History of suicide attempts and COVID-19 infection in Veterans with schizophrenia or schizoaffective disorder: effect modification by age and obesity
Abstract
Importance
As patients with schizophrenia or schizoaffective disorder have a high risk of suicide, and a history of suicide attempt is a strong predictor of suicide, determining whether history of suicide attempt is associated with COVID-19 in patients with schizophrenia or schizoaffective disorder has implications for suicide prevention in this patient population.
Objective
To determine whether a history of suicide attempt is associated with COVID-19 in Veterans with schizophrenia or schizoaffective disorder.
Design
Cross-sectional analyses of nation-wide electronic health records (EHR).
Setting
United States Veterans Health Administration.
Participants
Veterans with a diagnosis of schizophrenia or schizoaffective disorder that received treatment at any United States Veterans Affairs Medical Center from January 1, 2020 to January 31, 2021.
Exposure
History of suicide attempt.
Main Outcome
Adjusted and unadjusted odds ratios (ORs) for COVID-19 positivity in suicide attempters relative to non-attempters. Adjusted analyses included age, sex, race, marital status, BMI, and a medical comorbidity score.
Results
A total of 101,032 Veterans [mean age 56.67 ± 13.13 years; males 91,715 (90.8%)] were included in the analyses. There were 2,703 (2.7%) suicide attempters and 719 (0.7%) patients were positive for COVID-19. There was effect modification by age and BMI in the association of history of suicide attempt with COVID-19 positivity such that the association was only significant in obese (BMI ≥ 30) patients and patients younger than 59 years respectively. In the entire sample, the unadjusted OR for COVID-19 positivity in attempters was 1.42 (95% CI 0.97 to 2.10) and the adjusted odds ratio was 1.90 (95% CI 1.28 to 2.80).

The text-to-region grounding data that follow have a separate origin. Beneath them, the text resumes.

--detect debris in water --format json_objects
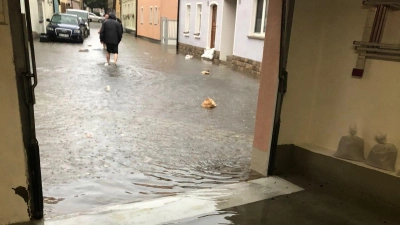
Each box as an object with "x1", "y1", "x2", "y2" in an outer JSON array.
[
  {"x1": 185, "y1": 55, "x2": 193, "y2": 59},
  {"x1": 144, "y1": 52, "x2": 149, "y2": 55},
  {"x1": 201, "y1": 70, "x2": 210, "y2": 75},
  {"x1": 201, "y1": 98, "x2": 217, "y2": 108},
  {"x1": 79, "y1": 49, "x2": 89, "y2": 52},
  {"x1": 106, "y1": 85, "x2": 111, "y2": 92},
  {"x1": 43, "y1": 196, "x2": 65, "y2": 204}
]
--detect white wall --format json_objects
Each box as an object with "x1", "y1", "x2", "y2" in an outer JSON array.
[
  {"x1": 0, "y1": 1, "x2": 30, "y2": 224},
  {"x1": 29, "y1": 0, "x2": 41, "y2": 34},
  {"x1": 220, "y1": 0, "x2": 236, "y2": 61},
  {"x1": 122, "y1": 0, "x2": 136, "y2": 31},
  {"x1": 29, "y1": 0, "x2": 54, "y2": 35},
  {"x1": 279, "y1": 0, "x2": 400, "y2": 169},
  {"x1": 42, "y1": 0, "x2": 54, "y2": 30},
  {"x1": 179, "y1": 0, "x2": 223, "y2": 50},
  {"x1": 232, "y1": 0, "x2": 264, "y2": 62}
]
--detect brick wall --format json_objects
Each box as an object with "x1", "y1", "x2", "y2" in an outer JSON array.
[{"x1": 231, "y1": 55, "x2": 261, "y2": 78}]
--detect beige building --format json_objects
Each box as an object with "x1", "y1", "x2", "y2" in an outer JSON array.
[{"x1": 253, "y1": 0, "x2": 400, "y2": 209}]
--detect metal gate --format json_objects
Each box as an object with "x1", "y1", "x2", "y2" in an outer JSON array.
[{"x1": 161, "y1": 17, "x2": 177, "y2": 45}]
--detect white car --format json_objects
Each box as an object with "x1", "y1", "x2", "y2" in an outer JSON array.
[{"x1": 89, "y1": 13, "x2": 105, "y2": 23}]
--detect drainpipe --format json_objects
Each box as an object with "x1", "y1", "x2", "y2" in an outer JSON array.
[
  {"x1": 176, "y1": 0, "x2": 180, "y2": 54},
  {"x1": 135, "y1": 0, "x2": 138, "y2": 37}
]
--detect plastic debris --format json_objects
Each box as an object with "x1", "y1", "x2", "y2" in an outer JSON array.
[
  {"x1": 79, "y1": 49, "x2": 89, "y2": 52},
  {"x1": 201, "y1": 48, "x2": 215, "y2": 60},
  {"x1": 201, "y1": 70, "x2": 210, "y2": 75},
  {"x1": 201, "y1": 98, "x2": 217, "y2": 108},
  {"x1": 365, "y1": 133, "x2": 398, "y2": 171},
  {"x1": 106, "y1": 85, "x2": 111, "y2": 92},
  {"x1": 334, "y1": 124, "x2": 365, "y2": 162},
  {"x1": 185, "y1": 55, "x2": 193, "y2": 59}
]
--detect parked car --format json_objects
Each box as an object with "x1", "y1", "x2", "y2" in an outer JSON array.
[
  {"x1": 66, "y1": 9, "x2": 90, "y2": 36},
  {"x1": 45, "y1": 13, "x2": 86, "y2": 43},
  {"x1": 89, "y1": 12, "x2": 105, "y2": 23}
]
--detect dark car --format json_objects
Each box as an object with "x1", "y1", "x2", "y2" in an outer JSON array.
[
  {"x1": 66, "y1": 9, "x2": 91, "y2": 37},
  {"x1": 45, "y1": 13, "x2": 86, "y2": 43}
]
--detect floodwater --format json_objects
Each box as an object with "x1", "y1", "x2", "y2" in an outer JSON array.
[{"x1": 34, "y1": 23, "x2": 260, "y2": 218}]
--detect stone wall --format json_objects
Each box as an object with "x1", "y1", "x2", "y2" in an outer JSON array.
[
  {"x1": 178, "y1": 43, "x2": 262, "y2": 77},
  {"x1": 178, "y1": 43, "x2": 220, "y2": 62},
  {"x1": 231, "y1": 55, "x2": 261, "y2": 78}
]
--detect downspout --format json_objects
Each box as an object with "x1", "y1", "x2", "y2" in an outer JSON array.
[
  {"x1": 176, "y1": 0, "x2": 180, "y2": 54},
  {"x1": 267, "y1": 0, "x2": 295, "y2": 176},
  {"x1": 135, "y1": 0, "x2": 138, "y2": 37}
]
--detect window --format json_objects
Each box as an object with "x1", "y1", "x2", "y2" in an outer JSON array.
[
  {"x1": 140, "y1": 7, "x2": 143, "y2": 24},
  {"x1": 154, "y1": 6, "x2": 158, "y2": 25},
  {"x1": 195, "y1": 3, "x2": 202, "y2": 35},
  {"x1": 254, "y1": 0, "x2": 268, "y2": 35},
  {"x1": 184, "y1": 4, "x2": 191, "y2": 33},
  {"x1": 150, "y1": 6, "x2": 153, "y2": 24}
]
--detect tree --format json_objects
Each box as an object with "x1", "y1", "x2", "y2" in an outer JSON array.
[{"x1": 83, "y1": 0, "x2": 108, "y2": 11}]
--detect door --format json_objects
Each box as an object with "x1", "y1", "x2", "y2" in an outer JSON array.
[
  {"x1": 210, "y1": 5, "x2": 217, "y2": 48},
  {"x1": 267, "y1": 0, "x2": 295, "y2": 175}
]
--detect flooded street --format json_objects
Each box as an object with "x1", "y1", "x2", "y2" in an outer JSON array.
[{"x1": 34, "y1": 23, "x2": 260, "y2": 218}]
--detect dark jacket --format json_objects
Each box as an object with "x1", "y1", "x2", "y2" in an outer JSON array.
[{"x1": 100, "y1": 14, "x2": 122, "y2": 45}]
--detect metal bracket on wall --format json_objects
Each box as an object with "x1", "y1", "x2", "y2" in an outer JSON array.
[
  {"x1": 354, "y1": 41, "x2": 400, "y2": 61},
  {"x1": 353, "y1": 0, "x2": 400, "y2": 78}
]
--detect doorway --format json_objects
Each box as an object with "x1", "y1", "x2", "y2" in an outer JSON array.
[
  {"x1": 220, "y1": 0, "x2": 237, "y2": 61},
  {"x1": 210, "y1": 4, "x2": 217, "y2": 48}
]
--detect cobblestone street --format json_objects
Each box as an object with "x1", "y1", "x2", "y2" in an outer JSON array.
[{"x1": 34, "y1": 23, "x2": 260, "y2": 218}]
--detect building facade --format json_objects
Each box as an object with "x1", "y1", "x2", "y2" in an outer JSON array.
[
  {"x1": 28, "y1": 0, "x2": 55, "y2": 37},
  {"x1": 121, "y1": 0, "x2": 136, "y2": 33},
  {"x1": 178, "y1": 0, "x2": 265, "y2": 77},
  {"x1": 137, "y1": 0, "x2": 178, "y2": 42}
]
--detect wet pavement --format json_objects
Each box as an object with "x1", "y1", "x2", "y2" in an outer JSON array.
[{"x1": 33, "y1": 23, "x2": 260, "y2": 218}]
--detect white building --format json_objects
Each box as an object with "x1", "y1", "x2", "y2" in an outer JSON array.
[
  {"x1": 121, "y1": 0, "x2": 137, "y2": 34},
  {"x1": 28, "y1": 0, "x2": 56, "y2": 37},
  {"x1": 178, "y1": 0, "x2": 267, "y2": 77}
]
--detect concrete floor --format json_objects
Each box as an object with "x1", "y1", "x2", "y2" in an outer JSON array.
[{"x1": 161, "y1": 175, "x2": 400, "y2": 225}]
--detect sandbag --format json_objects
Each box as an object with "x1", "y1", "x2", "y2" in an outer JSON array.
[
  {"x1": 365, "y1": 134, "x2": 398, "y2": 172},
  {"x1": 334, "y1": 125, "x2": 365, "y2": 162}
]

In patients younger than 59 years, and in the obese patients respectively, history of suicide attempt was associated with COVID-positive status in unadjusted analyses [OR 3.53 (95% CI 2.10 to 5.94); OR 2.22 (95% CI 1.29 to 3.81)] and adjusted analyses [OR 3.42 (95% CI 2.02 to 5.79); OR 2.85 (95% CI 1.65 to 4.94)].
Conclusions and Relevance
Young or obese suicide attempters with a diagnosis of schizophrenia or schizoaffective disorders have higher rates of COVID-19 diagnosis; due to possible long-term neuropsychiatric sequelae of infection with SARS-CoV-2, such patients should be monitored closely.